RL, search, and steering
Two pieces argue fashionable control techniques are narrower than they look.
Eric Jang rebuilt AlphaGo from scratch with current coding tools on the Dwarkesh Patel podcast, using it to frame why reinforcement learning on LLMs is so sample-inefficient. Monte Carlo Tree Search hands the learner a better move target at every step; policy-gradient RL must work out which of 100,000-plus tokens in a trajectory earned the reward. Jang notes KataGo (David Wu, 2020) cut the compute to train a strong Go bot about 40-fold, and that what once took a DeepMind team and millions is now a few-thousand-dollar solo project.
Sean Goedecke revisited activation steering, nudging a model by editing its activations mid-inference, now that local open-weight models like DeepSeek-V4-Flash are strong enough to be worth steering, after antirez’s DwarfStar 4 fork shipped it as a first-class feature. Goedecke is skeptical: most steering gains are matched by prompting, and a vector for something like “intelligence” would approximate the full weights, collapsing into retraining. A correction from Hacker News commenters, including antirez, is the sharper point: steering can strip a model’s trained-in refusals in ways prompting cannot, and damages capability less than editing weights.
Quick hits
- Google DeepMind announced Gemini 3.5, shipping 3.5 Flash now, promising 3.5 Pro in June 2026, and making Flash the default for the Gemini app and AI Mode in Search. The benchmarks (Terminal-Bench 2.1 76.2%, 1656 Elo on GDPval-AA) are vendor-reported, with no methodology or named baselines.
- The Pion project explained how RFC 8260’s I-DATA chunk fixes sender-side head-of-line blocking on WebRTC data channels, letting small streams interleave between a large message’s fragments; it ships on by default in Pion 4.2.13 and Firefox, behind a flag in Chrome.

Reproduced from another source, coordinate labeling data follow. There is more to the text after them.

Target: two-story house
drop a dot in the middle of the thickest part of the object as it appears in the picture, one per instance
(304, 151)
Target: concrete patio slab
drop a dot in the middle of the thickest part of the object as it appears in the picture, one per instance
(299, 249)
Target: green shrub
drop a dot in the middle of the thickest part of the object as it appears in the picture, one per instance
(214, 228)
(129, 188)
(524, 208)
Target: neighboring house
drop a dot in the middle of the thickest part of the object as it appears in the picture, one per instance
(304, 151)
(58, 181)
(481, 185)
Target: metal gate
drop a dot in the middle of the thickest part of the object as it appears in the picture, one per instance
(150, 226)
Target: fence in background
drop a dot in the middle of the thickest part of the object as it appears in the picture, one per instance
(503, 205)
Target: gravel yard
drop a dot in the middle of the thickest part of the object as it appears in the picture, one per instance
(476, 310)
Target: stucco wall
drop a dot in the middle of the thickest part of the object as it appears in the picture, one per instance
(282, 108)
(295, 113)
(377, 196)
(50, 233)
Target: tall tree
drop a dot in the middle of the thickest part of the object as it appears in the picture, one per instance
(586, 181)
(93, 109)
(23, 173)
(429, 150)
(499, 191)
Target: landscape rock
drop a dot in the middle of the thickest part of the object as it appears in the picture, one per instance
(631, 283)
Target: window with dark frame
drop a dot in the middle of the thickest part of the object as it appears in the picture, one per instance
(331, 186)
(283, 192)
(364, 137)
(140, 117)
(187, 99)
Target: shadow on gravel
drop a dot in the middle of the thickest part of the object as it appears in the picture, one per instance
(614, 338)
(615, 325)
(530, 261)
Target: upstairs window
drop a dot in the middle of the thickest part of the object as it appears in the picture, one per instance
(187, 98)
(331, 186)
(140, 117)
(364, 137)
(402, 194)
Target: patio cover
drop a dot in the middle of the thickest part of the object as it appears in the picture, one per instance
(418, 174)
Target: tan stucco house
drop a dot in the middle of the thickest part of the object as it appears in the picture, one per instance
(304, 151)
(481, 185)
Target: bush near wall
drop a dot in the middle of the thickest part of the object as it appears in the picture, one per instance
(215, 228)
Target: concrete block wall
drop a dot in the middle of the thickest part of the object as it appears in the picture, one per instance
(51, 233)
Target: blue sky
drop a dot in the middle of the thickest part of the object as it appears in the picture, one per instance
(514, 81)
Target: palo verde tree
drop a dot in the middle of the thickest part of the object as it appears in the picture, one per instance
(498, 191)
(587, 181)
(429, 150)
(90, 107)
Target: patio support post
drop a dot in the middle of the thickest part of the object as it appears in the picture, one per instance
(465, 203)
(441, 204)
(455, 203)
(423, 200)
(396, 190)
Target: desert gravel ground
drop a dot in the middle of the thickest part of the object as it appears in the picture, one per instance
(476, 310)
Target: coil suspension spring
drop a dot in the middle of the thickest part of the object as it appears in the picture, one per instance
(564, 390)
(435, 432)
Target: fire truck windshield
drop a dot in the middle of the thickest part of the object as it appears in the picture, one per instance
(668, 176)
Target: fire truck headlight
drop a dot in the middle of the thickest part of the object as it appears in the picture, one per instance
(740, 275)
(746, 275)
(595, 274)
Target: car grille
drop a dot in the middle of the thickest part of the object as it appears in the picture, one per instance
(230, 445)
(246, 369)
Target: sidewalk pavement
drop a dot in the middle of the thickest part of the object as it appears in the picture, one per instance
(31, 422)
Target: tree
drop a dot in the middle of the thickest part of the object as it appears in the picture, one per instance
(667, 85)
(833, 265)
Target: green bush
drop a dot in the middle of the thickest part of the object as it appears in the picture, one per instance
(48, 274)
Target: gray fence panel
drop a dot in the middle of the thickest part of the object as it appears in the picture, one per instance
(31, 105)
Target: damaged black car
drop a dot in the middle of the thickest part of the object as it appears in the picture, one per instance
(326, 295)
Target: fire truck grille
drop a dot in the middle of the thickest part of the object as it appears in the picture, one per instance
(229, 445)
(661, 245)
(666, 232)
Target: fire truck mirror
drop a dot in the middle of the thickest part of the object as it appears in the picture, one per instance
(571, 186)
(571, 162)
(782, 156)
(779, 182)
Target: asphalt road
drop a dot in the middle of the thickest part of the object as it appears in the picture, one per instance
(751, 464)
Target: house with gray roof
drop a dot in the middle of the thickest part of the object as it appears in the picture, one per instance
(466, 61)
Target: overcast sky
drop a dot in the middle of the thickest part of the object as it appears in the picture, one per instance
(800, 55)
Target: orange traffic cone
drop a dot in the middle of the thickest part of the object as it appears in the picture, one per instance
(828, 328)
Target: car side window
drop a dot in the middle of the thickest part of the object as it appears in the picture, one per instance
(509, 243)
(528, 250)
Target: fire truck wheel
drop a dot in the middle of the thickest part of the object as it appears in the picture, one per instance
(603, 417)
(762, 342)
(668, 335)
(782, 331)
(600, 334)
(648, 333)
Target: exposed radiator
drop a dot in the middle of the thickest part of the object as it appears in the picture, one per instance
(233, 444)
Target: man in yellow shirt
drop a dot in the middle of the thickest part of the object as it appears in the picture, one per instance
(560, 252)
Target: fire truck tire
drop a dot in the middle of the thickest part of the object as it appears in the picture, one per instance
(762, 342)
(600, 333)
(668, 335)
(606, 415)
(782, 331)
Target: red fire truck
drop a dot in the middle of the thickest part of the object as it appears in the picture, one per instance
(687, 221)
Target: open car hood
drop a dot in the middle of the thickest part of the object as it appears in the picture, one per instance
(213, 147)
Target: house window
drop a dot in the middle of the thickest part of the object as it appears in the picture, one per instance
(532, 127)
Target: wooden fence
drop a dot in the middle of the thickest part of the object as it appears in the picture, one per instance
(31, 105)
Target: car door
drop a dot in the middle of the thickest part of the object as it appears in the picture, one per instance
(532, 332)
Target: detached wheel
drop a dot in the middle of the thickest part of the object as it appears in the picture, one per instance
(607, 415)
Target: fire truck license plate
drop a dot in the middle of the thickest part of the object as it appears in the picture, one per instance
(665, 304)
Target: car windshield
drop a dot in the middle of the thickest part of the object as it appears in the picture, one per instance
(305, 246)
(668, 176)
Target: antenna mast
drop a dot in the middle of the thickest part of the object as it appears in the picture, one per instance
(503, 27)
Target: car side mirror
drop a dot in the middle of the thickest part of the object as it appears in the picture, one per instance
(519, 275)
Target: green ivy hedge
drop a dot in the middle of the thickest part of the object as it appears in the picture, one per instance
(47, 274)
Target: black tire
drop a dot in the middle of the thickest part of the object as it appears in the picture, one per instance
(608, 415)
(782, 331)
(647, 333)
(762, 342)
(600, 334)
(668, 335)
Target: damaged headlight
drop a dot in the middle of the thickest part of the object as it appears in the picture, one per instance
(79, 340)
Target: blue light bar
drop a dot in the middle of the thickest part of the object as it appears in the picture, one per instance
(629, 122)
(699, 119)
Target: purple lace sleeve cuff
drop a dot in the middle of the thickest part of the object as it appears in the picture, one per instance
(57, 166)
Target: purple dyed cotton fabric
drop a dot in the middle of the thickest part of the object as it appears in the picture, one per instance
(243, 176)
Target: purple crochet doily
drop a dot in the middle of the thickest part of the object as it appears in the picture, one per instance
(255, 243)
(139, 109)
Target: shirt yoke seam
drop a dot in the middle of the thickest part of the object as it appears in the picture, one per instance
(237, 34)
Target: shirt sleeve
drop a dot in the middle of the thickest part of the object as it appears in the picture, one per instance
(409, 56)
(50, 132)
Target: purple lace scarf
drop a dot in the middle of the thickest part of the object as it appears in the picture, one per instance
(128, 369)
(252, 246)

- RIPE Labs measured the 44 million IPv4 addresses of legacy space still outside any RIPE NCC contract and found it heterogeneous, not lawless: about 37% of prefixes look dormant, yet out-of-contract space appears in Spamhaus’s hijacked-range list at roughly nine times the under-contract rate (1.06% vs 0.12%).
- A Six Degrees of Robotics analysis reads China’s 15th Five-Year Plan as naming embodied AI a national priority, with state-funded “training grounds” for robot data; the author argues physical AI’s binding constraint is data, not chips, which would make US chip-export controls the wrong lever.
- Redwood Research argued that lab risk reports ignore “deployment-time spread,” where an aligned model develops and propagates misaligned goals in the field without ever evading evaluations; the position piece credits only Anthropic’s report for addressing the pathway.
What to watch today
- Gemini 3.5 Pro, which Google dates to June 2026, and independent evals to test the vendor Terminal-Bench and GDPval numbers Flash launched with.
- Whether DeepSeek V4’s manifold-constrained hyper-connections and ZAYA1’s compressed attention draw independent replication of their “beats baseline” claims.
- Goedecke’s six-month bet: whether the open-weight community finds steering uses on DeepSeek-V4-Flash beyond a verbosity slider.
- Whether any lab beyond Anthropic adds Redwood’s deployment-time-spread pathway to its next risk report.